CEP Divisional Webinar: Psychology and Global Climate Change

About this Webinar
Date: 11 September 2025
Time:
- SAST 18:00 – 19:00
Platform: Teams
Climate change presents a serious and growing global challenge, and psychologists have a role to play in responding to it. This presentation will review psychological research to address three topics. First, what are the factors that make it difficult for people to understand the problem and recognize the risk? These factors include cognitive, emotional, and social barriers. Second, how does climate change affect mental health and well-being, and how do these impacts vary among different groups? The impacts of climate change-associated events such as major storms and flooding can be easily understood, but we also need to consider the impacts of gradual changes in the climate, indirect impacts from involuntary displacement or economic costs, and anxiety associated with awareness of climate change. Finally, how can psychological tools be used to promote resilience on both a personal and societal level? Existing strategies for dealing with depression, anxiety, and PTSD will be helpful, but additional approaches that address systemic change are needed. I will close with some recommendations for how psychology as a discipline can respond to the growing threat of climate change.

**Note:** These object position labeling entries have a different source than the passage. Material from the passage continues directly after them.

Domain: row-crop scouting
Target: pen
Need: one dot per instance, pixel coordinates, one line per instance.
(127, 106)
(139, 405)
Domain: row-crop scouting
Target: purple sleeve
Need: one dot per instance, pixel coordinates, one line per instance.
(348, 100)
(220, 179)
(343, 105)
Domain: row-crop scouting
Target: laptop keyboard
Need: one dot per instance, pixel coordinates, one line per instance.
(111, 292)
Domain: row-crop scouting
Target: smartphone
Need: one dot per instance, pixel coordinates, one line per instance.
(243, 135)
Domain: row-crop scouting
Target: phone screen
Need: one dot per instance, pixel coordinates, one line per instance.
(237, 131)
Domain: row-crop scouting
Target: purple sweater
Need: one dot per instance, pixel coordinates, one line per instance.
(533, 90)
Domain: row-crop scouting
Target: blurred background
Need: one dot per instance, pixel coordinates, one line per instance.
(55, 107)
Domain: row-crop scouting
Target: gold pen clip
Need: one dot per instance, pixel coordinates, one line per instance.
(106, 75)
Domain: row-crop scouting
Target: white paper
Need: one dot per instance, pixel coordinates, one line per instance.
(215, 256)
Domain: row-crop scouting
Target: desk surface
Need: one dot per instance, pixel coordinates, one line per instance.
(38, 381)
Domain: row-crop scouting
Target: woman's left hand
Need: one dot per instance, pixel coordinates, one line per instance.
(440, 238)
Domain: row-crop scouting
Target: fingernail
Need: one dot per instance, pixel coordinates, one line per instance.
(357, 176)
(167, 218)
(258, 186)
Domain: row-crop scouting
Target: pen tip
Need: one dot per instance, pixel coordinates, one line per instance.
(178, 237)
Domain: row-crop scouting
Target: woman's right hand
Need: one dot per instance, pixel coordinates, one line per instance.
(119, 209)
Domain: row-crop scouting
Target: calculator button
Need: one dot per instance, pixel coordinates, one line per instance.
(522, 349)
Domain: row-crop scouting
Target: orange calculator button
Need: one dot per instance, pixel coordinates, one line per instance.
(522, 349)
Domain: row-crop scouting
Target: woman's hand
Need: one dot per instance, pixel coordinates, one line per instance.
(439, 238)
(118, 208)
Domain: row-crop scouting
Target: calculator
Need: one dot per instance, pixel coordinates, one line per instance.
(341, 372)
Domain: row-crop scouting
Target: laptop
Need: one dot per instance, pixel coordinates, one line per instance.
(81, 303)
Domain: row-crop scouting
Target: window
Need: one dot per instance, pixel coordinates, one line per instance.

See the link below to join!
Susan Clayton is the Whitmore-Williams Professor of Psychology at the College of Wooster in Ohio. She received her PhD from Yale University, in social psychology. Dr. Clayton’s research examines people’s relationship with the natural environment, how it is socially constructed, and how climate change affects mental health and well-being. She is co-author of the widely-used Climate Change Anxiety Scale, as well as the Environmental Identity Scale, both of which have been used and validated in countries around the world. She is author or editor of six books, including Identity and the Natural Environment, Conservation Psychology, and Psychology and Climate Change, and is currently the editor of the Cambridge Elements series in Applied Social Psychology. A fellow of the American Psychological Association and the International Association of Applied Psychology, she is on the editorial boards for the Journal of Environmental Psychology, Environmental Research: Health, and OneEarth, and was a lead author on the Sixth Assessment Report of the Intergovernmental Panel on Climate Change. Her current research focuses on impacts of climate change on mental health as well as on future planning. She also hopes to promote a positive vision for the future that emphasizes the interdependence between humans and nature.